For POST (create) there is no id to resolve, so the body must include a source of "static" or "dynamic". A missing or unknown source is rejected with 400.

Create

# Create a dynamic (condition-based) tenant policy
curl -X POST https://portal.example.com/api/v1/unified-policies \
-H 'Content-Type: application/json' --cookie "$SESSION" \
-d '{
"source": "dynamic",
"name": "Block risky queries",
"type": "risk",
"tier": "tenant",
"conditions": [{"field": "risk_score", "operator": "greater_than", "value": 0.8}],
"actions": [{"type": "block"}],
"enabled": true
}'

# Create a static (pattern-based) tenant policy
curl -X POST https://portal.example.com/api/v1/unified-policies \
-H 'Content-Type: application/json' --cookie "$SESSION" \
-d '{
"source": "static",
"name": "Internal ticket IDs",
"category": "pii-global",
"tier": "tenant",
"pattern": "TICKET-[0-9]+",
"action": "redact",
"severity": "low",
"enabled": true
}'

Every field other than source is passed through unchanged to the underlying create endpoint, which owns the real schema (see the System Policy API and Tenant Policy API for the full field sets).

Update, delete, toggle

# Update — source resolved from the id
curl -X PUT .../api/v1/unified-policies/{id} -d '{"description": "…"}'

# Toggle enable/disable — body carries the target state
curl -X POST .../api/v1/unified-policies/{id}/toggle -d '{"enabled": false}'

# Delete
curl -X DELETE .../api/v1/unified-policies/{id}

Override (static-only)

Overrides apply to system/static policies only: a system policy's pattern is immutable, so an override adjusts its action or enabled state without changing the pattern. Dynamic/tenant policies are changed directly with update/toggle instead — an override request against a dynamic policy is rejected with 400.

# Override a system static policy's action (Enterprise)
curl -X POST .../api/v1/unified-policies/{system-policy-id}/override \
-H 'Content-Type: application/json' --cookie "$SESSION" \
-d '{"action_override": "warn", "override_reason": "Monitoring false positives"}'

# Read / revoke the override
curl -X GET .../api/v1/unified-policies/{system-policy-id}/override
curl -X DELETE .../api/v1/unified-policies/{system-policy-id}/override

See Overrides API and Governance → Overrides for override semantics, expiry, and the least-permissive rules.

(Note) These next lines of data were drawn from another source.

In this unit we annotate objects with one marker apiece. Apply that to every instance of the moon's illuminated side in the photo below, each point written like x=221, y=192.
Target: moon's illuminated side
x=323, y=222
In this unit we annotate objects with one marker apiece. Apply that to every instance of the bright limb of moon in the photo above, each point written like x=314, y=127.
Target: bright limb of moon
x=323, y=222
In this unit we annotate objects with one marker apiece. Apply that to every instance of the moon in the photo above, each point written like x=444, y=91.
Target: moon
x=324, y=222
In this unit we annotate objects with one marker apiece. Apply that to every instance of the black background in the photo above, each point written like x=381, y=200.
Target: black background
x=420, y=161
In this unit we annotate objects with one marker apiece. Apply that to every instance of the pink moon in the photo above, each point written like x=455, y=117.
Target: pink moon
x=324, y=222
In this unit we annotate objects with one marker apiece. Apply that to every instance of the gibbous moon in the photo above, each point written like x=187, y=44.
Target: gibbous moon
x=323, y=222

Relationship to the per-plane APIs

The unified API dispatches to — it does not replace — the per-plane endpoints:

PlaneDirect APIService
static/api/v1/static-policiesAgent
dynamic/api/v1/policiesOrchestrator

The direct endpoints remain available for backward compatibility. New portal-facing write integrations should target /api/v1/unified-policies/*. The direct write routes are candidates for deprecation once clients migrate and the system/tenant API terminology alignment lands.